“Why? Is Gato on the warpath for us?” Tom questioned.
“I fear so,” Nicolas answered. “Don’t let him see you.”
“But I must see him, if the fellow is out for us,” muttered Tom. “Show me where he is.”
“He and three or four men are camped just around there,” said the Mexican servant, pointing.
“Come along, Harry,” Tom whispered. “Go cat-foot.”
Ere the young engineers came in sight around the turn a slight glow of light against the stones caught their glance. Tom held a hand behind him as a signal to Hazelton to slow up. Then Reade peered around a jutting ledge of rock.

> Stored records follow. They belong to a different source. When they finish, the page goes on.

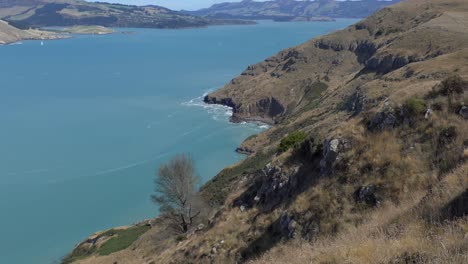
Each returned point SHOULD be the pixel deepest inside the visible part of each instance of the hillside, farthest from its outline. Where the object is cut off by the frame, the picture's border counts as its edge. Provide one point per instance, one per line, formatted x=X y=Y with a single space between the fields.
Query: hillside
x=366 y=161
x=9 y=34
x=45 y=13
x=286 y=10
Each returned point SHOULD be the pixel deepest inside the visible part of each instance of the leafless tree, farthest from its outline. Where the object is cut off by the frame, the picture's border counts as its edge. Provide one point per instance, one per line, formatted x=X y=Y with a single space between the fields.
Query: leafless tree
x=175 y=187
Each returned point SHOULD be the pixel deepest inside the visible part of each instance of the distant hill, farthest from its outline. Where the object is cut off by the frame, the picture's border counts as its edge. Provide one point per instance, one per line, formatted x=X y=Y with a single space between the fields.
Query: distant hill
x=293 y=10
x=42 y=13
x=10 y=34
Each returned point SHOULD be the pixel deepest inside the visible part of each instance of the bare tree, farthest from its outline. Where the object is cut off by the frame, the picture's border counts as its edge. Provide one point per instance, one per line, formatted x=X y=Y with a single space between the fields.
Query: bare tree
x=175 y=188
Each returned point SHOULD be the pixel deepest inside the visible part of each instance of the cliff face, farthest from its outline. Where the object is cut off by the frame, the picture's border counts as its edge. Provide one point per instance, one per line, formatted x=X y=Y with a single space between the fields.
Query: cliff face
x=385 y=42
x=381 y=174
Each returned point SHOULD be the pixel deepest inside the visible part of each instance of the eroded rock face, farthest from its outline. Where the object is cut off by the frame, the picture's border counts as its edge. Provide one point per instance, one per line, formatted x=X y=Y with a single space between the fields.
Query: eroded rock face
x=332 y=148
x=382 y=121
x=388 y=63
x=464 y=112
x=288 y=226
x=270 y=107
x=275 y=187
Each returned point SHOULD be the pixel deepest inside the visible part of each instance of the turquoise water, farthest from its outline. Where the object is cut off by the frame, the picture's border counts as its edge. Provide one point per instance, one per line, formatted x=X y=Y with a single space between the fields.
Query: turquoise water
x=85 y=122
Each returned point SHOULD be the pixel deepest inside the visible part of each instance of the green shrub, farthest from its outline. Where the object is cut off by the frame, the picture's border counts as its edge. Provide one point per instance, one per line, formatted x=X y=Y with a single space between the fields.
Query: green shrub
x=251 y=137
x=217 y=189
x=416 y=106
x=123 y=239
x=292 y=140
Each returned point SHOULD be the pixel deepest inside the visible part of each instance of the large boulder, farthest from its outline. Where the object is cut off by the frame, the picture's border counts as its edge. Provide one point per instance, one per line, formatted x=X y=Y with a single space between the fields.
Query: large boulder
x=276 y=186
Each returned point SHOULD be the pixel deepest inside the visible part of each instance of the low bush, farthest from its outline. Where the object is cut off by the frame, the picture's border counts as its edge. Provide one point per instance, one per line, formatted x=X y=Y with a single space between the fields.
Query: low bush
x=292 y=140
x=415 y=106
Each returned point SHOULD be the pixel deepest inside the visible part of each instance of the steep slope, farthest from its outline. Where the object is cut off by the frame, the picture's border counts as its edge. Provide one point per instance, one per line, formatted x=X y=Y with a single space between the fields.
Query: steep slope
x=42 y=13
x=372 y=128
x=293 y=10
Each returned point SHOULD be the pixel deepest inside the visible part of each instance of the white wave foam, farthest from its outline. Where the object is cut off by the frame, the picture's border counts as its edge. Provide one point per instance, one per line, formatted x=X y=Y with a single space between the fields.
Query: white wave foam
x=217 y=112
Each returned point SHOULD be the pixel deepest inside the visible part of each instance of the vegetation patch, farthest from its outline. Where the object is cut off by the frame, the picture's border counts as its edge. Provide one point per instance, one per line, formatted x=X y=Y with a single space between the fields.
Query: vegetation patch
x=120 y=239
x=416 y=106
x=292 y=140
x=217 y=189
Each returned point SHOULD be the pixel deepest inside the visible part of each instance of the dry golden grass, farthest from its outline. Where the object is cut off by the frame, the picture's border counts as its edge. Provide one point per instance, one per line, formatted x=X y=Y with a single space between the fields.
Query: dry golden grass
x=391 y=234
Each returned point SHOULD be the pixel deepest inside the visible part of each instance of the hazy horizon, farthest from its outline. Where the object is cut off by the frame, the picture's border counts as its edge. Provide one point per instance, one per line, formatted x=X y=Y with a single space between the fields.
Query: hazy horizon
x=180 y=4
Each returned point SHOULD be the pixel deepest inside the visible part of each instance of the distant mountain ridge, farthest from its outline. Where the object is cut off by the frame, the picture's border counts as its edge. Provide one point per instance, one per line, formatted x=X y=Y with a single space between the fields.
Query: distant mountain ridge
x=44 y=13
x=292 y=9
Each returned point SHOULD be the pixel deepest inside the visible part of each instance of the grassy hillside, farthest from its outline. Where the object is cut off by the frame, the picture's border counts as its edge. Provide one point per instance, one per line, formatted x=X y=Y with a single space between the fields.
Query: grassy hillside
x=42 y=13
x=10 y=34
x=367 y=158
x=290 y=10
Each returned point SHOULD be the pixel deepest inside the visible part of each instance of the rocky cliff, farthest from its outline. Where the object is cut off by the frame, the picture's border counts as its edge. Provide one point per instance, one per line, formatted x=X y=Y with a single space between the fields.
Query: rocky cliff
x=290 y=10
x=366 y=161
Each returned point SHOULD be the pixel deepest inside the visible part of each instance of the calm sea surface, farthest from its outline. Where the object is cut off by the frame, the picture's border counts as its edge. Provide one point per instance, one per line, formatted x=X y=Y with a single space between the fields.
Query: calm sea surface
x=85 y=122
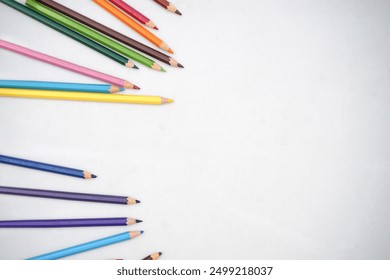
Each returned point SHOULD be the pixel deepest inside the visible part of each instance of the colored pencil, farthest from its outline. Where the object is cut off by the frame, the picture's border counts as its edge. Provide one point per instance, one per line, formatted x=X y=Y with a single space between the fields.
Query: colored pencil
x=90 y=222
x=133 y=13
x=66 y=65
x=70 y=33
x=112 y=33
x=59 y=86
x=152 y=257
x=46 y=167
x=168 y=6
x=88 y=197
x=88 y=246
x=84 y=96
x=86 y=31
x=134 y=25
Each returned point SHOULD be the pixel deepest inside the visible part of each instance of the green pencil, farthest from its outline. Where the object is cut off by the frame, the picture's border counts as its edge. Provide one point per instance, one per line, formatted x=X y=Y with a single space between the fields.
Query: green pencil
x=74 y=25
x=70 y=33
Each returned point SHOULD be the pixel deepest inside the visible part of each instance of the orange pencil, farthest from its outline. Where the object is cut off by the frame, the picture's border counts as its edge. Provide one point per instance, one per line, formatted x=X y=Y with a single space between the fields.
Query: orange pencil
x=132 y=24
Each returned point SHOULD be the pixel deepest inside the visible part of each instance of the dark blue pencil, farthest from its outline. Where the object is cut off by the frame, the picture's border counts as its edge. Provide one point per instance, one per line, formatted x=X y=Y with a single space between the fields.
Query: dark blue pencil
x=46 y=167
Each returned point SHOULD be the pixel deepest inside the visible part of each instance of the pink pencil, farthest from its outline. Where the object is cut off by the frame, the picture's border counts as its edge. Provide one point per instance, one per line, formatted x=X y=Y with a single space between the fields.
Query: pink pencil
x=67 y=65
x=133 y=13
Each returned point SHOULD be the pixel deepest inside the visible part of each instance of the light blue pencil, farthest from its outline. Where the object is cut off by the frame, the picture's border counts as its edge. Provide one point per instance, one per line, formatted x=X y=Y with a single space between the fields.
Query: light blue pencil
x=103 y=88
x=88 y=246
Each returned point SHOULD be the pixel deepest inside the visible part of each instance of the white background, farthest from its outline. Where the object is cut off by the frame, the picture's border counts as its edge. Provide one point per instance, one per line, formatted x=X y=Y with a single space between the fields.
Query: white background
x=277 y=145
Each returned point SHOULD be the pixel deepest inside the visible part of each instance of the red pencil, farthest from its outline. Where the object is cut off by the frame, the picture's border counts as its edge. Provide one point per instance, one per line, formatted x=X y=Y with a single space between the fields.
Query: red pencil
x=133 y=13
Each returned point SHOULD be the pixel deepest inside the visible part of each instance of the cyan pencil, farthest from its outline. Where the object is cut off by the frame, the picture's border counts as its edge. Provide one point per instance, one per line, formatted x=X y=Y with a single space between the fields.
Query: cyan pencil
x=88 y=246
x=43 y=85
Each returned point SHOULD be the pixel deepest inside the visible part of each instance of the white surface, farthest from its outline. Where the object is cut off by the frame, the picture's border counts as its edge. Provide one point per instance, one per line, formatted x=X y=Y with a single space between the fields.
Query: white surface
x=277 y=145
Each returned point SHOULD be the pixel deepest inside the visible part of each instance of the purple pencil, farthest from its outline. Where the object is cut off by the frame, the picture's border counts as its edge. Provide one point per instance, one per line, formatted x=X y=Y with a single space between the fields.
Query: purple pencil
x=94 y=222
x=115 y=199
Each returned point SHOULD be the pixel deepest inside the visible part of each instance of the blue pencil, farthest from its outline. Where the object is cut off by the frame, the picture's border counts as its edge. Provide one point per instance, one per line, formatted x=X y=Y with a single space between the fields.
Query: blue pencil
x=103 y=88
x=46 y=167
x=88 y=246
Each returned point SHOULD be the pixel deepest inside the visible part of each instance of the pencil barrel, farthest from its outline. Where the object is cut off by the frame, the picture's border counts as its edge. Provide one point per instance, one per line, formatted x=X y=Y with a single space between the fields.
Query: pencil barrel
x=106 y=30
x=41 y=166
x=64 y=195
x=83 y=247
x=56 y=223
x=66 y=31
x=55 y=86
x=89 y=33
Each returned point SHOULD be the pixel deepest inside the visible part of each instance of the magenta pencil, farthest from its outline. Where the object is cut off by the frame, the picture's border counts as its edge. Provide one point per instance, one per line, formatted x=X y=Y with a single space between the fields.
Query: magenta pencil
x=66 y=65
x=133 y=13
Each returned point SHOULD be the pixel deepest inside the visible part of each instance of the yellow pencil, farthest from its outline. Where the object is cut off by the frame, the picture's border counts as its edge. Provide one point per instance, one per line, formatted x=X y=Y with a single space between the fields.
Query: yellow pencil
x=83 y=96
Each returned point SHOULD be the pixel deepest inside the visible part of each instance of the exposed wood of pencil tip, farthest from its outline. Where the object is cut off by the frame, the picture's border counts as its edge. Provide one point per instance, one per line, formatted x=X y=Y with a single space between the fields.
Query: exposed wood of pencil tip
x=135 y=233
x=130 y=85
x=157 y=67
x=151 y=25
x=152 y=257
x=131 y=221
x=165 y=47
x=130 y=64
x=114 y=89
x=173 y=9
x=88 y=175
x=131 y=200
x=166 y=100
x=174 y=63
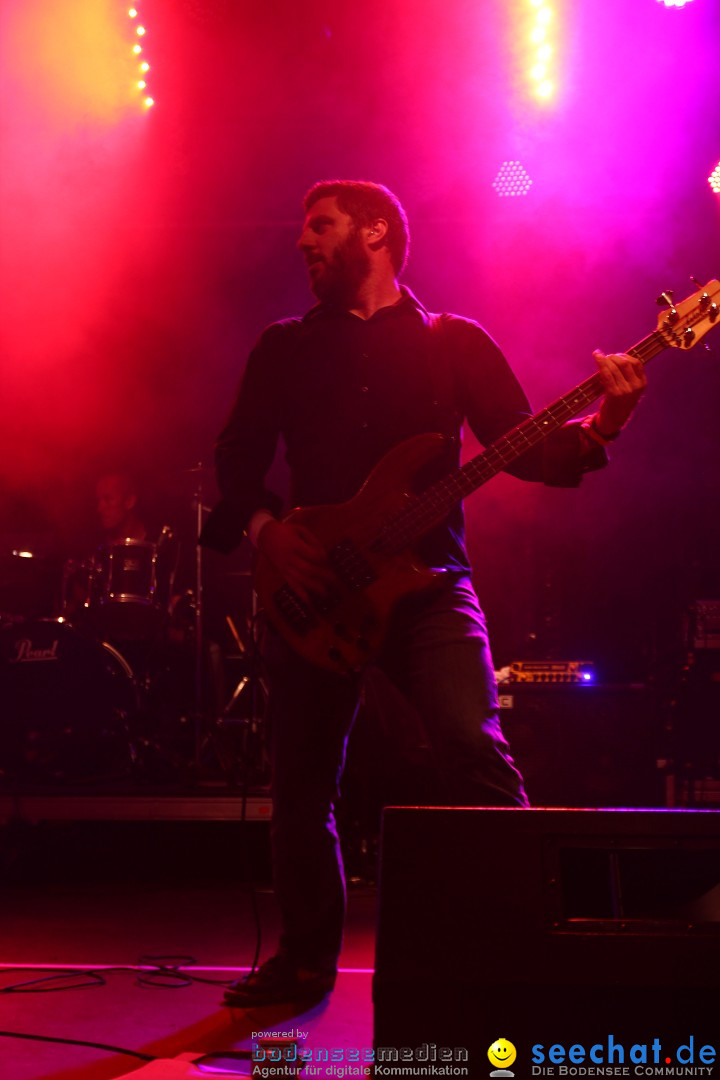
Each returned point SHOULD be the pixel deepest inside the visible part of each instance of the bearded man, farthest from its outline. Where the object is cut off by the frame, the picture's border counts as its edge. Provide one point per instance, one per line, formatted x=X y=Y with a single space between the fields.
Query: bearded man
x=367 y=367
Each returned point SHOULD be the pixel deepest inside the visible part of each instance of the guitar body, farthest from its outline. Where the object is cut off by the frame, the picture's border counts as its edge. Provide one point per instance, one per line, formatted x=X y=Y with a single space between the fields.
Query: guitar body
x=350 y=630
x=369 y=540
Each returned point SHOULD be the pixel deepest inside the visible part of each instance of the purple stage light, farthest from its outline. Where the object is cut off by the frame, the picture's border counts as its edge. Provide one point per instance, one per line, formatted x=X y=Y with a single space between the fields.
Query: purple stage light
x=512 y=179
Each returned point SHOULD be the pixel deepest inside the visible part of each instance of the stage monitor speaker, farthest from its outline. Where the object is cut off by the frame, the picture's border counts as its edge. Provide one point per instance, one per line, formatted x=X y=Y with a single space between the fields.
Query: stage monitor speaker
x=547 y=927
x=584 y=745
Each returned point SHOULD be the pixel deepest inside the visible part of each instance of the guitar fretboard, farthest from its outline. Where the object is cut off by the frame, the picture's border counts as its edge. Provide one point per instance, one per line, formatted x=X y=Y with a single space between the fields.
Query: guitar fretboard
x=433 y=504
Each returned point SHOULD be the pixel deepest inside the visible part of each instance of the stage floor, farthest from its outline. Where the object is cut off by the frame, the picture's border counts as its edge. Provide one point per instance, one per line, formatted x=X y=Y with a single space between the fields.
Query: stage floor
x=95 y=905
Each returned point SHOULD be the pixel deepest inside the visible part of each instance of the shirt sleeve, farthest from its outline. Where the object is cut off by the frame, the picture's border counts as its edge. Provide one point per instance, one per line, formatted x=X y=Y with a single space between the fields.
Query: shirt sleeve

On the ground, around a low camp-fire, were seated four Mexicans. Two of the number had rifles, that lay on the ground near them. Behind them, an ugly scowl on his face, sat Gato, his back resting against a rock.
“But you will not find your enemies out here to-night, Senor Gato,” softly remarked one of the quartette around the fire.
“No,” admitted Gato, in a growling voice.
“Then why are we waiting here?”
“Because it pleases me,” snapped the big fellow. “What ails you? Am I not paying you?”
“But two of us—and I am one of them—do not like to be seen,” rejoined the speaker at the fire. “The troops hunt us. There is a price on our heads.”
“Bandits!” muttered Tom Reade, under his breath, as he drew back. “I have heard that Mexico is overrun with bandits. These gentlemen are some of the fraternity.”
“Take us up to the house, Gato,” urged one of the men at the fire. “We shall know how to enter and find your friends. Everyone sleeps there. It will be the safer way.”
“It does not suit me,” retorted Gato, sullenly.
“But why not?”
“Am I not paying you?”
“Yes.”
“Then take my orders and do not ask questions.”
At this there were sounds of dissatisfaction from all four of these bad men.
“For one thing,” Gato explained, “Don Luis would not like it. He would accuse me of treachery—or worse. I do not want Don Luis’s ill will, you see.”
“But Don Luis will be angry, in any case, if you injure his engineers, won’t he?” asked one of the men.
“A little, but after a while, Don Luis will not care what I do to the Americanos,” growled Pedro Gato.
“Humph! That’s interesting—if true,” whispered Tom Reade.
“Yet what are we doing here?” insisted one of the men. “Here, so close to where the troops might pick us up?”
“You are obeying orders,” snarled Gato.
“But that information is not quite enough to suit us,” objected one of the Mexicans.
“You might go your own way, then,” sneered Gato. “I can find other men who are not so curious. However, I will say that, when daylight comes, we will hide not far from here. None of you know the Americanos by sight. I will point them out to you as they pass by in the daylight.”